The Clearing is Tim Gautreaux's fourth volume of fiction, and it is being touted as his breakthrough novel. This time the publishers and publicity people have got it right. The Clearing is a powerful, totally engrossing novel, a literary page-turner with all the action any reader could desire and with the fine style of a Joseph Conrad, not a Tom Clancy.

The setting, the actual "clearing," is a lumber camp named Nimbus in the Louisiana bayous, in 1924 and 1925. The lumber being cleared is a virgin cyprus forest, trees over a thousand years old, that will be made into railroad ties, water tanks, and back porches in New England.

The place is Hell and it is Eden. The weather is wretched, hot, humid, sometimes stormy, mosquito-filled, disease-ridden. Occasionally a logger is carried away by a hungry alligator, and the loggers' wives, what few of them there are, kill water mocassins and rattlesnakes on their front porches every day.

It is also pristine. There are birds and the water and of course the magnificent trees themselves. It is, like so much unspoiled nature, a paradise which can be saved and savored or destroyed, lost. It is a kind of garden, of course, which has all the potential to be a heaven or hell, depending on what the humans who have come there will make of it.
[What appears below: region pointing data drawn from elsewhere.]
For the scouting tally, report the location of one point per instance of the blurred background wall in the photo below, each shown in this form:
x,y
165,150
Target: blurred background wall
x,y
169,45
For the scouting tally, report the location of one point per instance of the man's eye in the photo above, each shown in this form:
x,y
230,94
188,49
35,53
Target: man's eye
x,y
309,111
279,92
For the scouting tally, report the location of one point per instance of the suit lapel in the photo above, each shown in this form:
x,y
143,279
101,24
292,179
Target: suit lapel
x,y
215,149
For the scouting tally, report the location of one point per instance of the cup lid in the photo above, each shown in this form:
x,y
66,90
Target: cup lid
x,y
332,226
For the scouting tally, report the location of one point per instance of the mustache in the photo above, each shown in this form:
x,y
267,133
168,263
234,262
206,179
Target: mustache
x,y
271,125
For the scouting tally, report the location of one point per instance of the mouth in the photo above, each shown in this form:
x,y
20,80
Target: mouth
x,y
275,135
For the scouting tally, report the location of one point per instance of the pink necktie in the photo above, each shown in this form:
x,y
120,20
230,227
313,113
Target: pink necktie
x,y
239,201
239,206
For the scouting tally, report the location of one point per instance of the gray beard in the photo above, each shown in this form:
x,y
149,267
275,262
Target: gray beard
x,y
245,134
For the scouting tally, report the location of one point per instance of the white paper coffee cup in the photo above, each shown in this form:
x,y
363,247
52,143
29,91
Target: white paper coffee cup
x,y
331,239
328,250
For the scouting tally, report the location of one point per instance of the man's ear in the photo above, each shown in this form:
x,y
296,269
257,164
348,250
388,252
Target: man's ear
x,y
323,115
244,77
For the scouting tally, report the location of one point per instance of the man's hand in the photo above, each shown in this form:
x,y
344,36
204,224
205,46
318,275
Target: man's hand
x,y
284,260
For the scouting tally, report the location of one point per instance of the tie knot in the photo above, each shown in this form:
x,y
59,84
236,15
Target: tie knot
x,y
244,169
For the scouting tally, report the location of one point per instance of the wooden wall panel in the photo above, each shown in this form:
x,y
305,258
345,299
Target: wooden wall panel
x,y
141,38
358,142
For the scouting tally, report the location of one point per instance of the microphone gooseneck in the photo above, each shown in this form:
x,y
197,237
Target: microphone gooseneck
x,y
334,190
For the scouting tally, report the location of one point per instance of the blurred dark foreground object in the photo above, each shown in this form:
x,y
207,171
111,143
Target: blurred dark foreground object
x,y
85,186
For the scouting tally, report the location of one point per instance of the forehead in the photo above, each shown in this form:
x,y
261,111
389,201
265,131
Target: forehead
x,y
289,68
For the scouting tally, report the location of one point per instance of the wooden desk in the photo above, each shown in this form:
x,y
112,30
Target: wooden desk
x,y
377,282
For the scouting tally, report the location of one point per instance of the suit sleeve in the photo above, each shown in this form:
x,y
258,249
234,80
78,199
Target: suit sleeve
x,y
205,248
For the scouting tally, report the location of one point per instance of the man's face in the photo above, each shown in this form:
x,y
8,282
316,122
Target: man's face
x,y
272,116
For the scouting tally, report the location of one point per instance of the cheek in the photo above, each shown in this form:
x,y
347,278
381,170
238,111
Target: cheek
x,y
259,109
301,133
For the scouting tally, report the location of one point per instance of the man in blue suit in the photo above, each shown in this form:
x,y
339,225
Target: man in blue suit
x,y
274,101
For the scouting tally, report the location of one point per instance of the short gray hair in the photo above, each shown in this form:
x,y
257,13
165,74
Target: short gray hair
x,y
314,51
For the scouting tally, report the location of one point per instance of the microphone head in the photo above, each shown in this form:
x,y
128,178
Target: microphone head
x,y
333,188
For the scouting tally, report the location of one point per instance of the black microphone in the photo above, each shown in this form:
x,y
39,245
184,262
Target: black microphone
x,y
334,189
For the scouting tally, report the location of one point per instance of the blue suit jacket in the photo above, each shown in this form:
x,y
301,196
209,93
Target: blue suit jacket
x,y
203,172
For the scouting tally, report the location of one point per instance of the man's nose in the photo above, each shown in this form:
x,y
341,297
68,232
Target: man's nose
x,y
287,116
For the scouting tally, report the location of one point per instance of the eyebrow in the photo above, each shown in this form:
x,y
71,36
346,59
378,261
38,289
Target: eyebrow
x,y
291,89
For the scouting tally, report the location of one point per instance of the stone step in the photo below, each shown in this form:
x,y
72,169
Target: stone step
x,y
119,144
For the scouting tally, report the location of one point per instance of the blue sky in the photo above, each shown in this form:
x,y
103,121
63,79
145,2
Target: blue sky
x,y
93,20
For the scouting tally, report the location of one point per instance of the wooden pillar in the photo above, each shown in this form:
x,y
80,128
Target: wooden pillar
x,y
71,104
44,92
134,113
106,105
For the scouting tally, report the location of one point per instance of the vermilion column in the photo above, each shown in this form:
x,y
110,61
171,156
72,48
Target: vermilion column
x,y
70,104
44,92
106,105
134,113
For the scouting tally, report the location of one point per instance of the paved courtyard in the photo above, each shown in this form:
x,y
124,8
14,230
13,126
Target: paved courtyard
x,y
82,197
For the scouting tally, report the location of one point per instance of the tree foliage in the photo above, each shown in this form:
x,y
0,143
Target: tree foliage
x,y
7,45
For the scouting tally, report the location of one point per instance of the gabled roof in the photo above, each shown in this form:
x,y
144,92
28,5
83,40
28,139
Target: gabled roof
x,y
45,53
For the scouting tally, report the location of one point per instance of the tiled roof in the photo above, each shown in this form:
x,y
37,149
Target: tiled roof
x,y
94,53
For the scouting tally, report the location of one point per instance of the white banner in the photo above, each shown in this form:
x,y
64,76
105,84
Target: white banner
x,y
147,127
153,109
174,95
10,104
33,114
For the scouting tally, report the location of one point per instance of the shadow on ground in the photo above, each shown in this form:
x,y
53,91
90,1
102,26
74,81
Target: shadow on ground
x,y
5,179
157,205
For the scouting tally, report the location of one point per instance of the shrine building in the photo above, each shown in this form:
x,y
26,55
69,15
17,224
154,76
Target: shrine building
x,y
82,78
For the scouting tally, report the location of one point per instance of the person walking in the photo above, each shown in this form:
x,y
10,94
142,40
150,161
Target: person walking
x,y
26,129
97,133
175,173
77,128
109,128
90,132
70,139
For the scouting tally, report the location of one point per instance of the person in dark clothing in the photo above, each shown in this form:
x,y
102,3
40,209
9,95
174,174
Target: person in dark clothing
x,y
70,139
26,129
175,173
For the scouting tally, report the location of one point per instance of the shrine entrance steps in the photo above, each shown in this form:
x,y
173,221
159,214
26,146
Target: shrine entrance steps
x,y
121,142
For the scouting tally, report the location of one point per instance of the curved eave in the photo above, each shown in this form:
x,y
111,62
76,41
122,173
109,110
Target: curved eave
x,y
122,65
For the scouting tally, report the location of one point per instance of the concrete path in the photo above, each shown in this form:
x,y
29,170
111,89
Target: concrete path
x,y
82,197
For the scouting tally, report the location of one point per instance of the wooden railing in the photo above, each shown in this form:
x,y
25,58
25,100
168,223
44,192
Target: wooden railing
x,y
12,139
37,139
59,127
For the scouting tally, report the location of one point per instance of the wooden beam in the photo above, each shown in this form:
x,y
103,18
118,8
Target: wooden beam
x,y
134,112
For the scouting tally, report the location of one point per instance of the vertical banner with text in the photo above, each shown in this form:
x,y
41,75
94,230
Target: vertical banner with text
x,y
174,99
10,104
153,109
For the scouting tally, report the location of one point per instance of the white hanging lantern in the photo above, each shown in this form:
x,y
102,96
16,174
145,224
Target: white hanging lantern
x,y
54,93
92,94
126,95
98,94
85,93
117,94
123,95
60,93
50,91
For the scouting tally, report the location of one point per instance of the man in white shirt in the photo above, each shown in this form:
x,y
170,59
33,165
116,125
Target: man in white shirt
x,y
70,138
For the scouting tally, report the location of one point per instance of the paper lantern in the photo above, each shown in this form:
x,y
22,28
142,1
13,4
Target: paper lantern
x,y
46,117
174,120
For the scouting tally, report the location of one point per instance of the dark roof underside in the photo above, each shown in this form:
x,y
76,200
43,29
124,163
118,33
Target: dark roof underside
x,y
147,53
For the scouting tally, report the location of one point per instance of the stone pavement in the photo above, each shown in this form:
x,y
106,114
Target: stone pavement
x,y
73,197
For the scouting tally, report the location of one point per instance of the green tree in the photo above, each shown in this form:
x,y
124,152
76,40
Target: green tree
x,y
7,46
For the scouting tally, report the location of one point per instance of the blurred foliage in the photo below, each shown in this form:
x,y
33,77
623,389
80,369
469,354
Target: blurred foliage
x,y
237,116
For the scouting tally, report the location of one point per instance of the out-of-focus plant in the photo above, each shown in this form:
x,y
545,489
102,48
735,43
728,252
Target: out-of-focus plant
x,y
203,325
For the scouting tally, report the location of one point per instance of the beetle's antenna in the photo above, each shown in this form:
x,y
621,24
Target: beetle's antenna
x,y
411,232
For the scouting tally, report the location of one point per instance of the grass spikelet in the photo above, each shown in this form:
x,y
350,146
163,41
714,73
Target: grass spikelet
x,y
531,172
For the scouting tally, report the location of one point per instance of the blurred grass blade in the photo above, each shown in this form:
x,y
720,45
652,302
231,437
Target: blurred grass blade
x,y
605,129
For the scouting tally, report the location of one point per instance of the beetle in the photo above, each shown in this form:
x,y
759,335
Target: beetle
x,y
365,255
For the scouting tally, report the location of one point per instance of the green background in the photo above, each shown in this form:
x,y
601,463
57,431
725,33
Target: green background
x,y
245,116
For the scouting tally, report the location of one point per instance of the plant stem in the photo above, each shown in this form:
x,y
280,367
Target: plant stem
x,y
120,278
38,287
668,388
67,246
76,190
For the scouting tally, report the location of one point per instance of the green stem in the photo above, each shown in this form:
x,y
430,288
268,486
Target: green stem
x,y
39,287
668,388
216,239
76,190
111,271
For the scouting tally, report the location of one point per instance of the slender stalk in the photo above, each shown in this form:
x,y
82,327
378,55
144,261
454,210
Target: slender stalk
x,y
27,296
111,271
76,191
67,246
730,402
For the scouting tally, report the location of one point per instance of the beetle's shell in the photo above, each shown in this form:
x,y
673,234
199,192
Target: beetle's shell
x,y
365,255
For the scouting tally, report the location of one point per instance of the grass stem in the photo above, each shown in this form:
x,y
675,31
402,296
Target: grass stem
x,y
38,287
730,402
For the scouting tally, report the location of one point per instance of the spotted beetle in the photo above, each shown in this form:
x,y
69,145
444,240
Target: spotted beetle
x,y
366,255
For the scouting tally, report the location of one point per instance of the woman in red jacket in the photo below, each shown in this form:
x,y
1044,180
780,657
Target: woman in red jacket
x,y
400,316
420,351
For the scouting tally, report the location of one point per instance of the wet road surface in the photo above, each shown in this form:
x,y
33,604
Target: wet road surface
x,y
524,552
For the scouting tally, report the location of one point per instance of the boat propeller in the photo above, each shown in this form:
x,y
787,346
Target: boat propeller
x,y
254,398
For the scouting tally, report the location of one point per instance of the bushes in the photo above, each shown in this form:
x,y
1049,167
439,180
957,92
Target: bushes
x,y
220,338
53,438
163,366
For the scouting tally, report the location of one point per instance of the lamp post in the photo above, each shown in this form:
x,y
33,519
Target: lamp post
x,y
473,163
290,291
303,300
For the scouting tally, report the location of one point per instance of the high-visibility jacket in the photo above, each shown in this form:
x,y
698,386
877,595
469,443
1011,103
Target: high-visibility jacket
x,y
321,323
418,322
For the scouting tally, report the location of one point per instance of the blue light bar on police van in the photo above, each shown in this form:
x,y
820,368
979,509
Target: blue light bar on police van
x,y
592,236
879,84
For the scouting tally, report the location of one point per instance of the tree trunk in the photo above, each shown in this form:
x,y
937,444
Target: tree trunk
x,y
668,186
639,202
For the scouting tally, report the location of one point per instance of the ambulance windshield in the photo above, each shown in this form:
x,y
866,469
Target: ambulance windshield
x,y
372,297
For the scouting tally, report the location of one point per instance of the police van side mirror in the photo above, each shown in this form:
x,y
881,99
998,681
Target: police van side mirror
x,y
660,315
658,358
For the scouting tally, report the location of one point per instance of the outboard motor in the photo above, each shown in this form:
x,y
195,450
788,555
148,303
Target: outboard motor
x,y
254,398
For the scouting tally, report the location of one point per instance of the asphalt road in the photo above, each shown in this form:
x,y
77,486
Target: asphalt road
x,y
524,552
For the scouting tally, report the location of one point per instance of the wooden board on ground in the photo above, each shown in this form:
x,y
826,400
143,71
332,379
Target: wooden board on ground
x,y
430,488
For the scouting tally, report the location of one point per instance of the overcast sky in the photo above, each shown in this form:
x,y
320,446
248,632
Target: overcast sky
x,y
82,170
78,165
The humans. If conflict is the core of fiction, no one will be shortchanged in The Clearing. Not only do all the men have to contest with the trials of the swamp, they have themselves and one another to fight. The loggers and sawyers and mechanics work like dogs and at the end of the day most head into the saloon. There they gamble and drink themselves senseless and fight, with knives, razors, pistols, literally anything that can inflict pain and cause damage.

The local lawman, Byron Aldridge, is himself an emotionally wounded man who wades into these melees with a pistol and a shovel. He figures that even if he has to hurt and kill a number of men, he will save others by stopping the brawl. The ends justify the bloody means. His brother, Randolph, the manager, another Anglo from Pennsylvania, is at first horrified by the barbarity of it all, but he adjusts.

In conflict with the brothers is an adversary one would not expect. The saloon and the prostitutes who live there are owned by Buzetti, an utterly ruthless Italian mobster with Mafia connections in Chicago. When the Aldridge brothers try to close him down, to bring some kind of peace and safety to Nimbus, they are confronted by the Mob, brought in from up north.

The climax of The Clearing is a kind of high noon. The train with the Mafia is coming to Nimbus. Who will stand with the lawman and his brother?

Undergirding this world of violence is the first world war. Byron had been in France for all of it, as a representative for American munitions makers and then as a United States soldier. He is forever traumatized.

But in a ploy I have never seen before, it turns out that the Italian mobsters were also in the Great War, also thoroughly traumatized and dehumanized by the orgy of killing, by what they did and what they witnessed. Byron speaks for them all. "I was hoping I was through with the war . . . but this whole damned world's turned into one."

These men, Italians and Anglos, will carry their hurt through the rest of their lives--those who live, that is.

I have recently read in the New York Times that the percentage of trade fiction purchased by males has dropped from thirty-three to about twenty percent. Gentlemen: if you are going to read one new novel in 2004, let it be this one. You won't be sorry.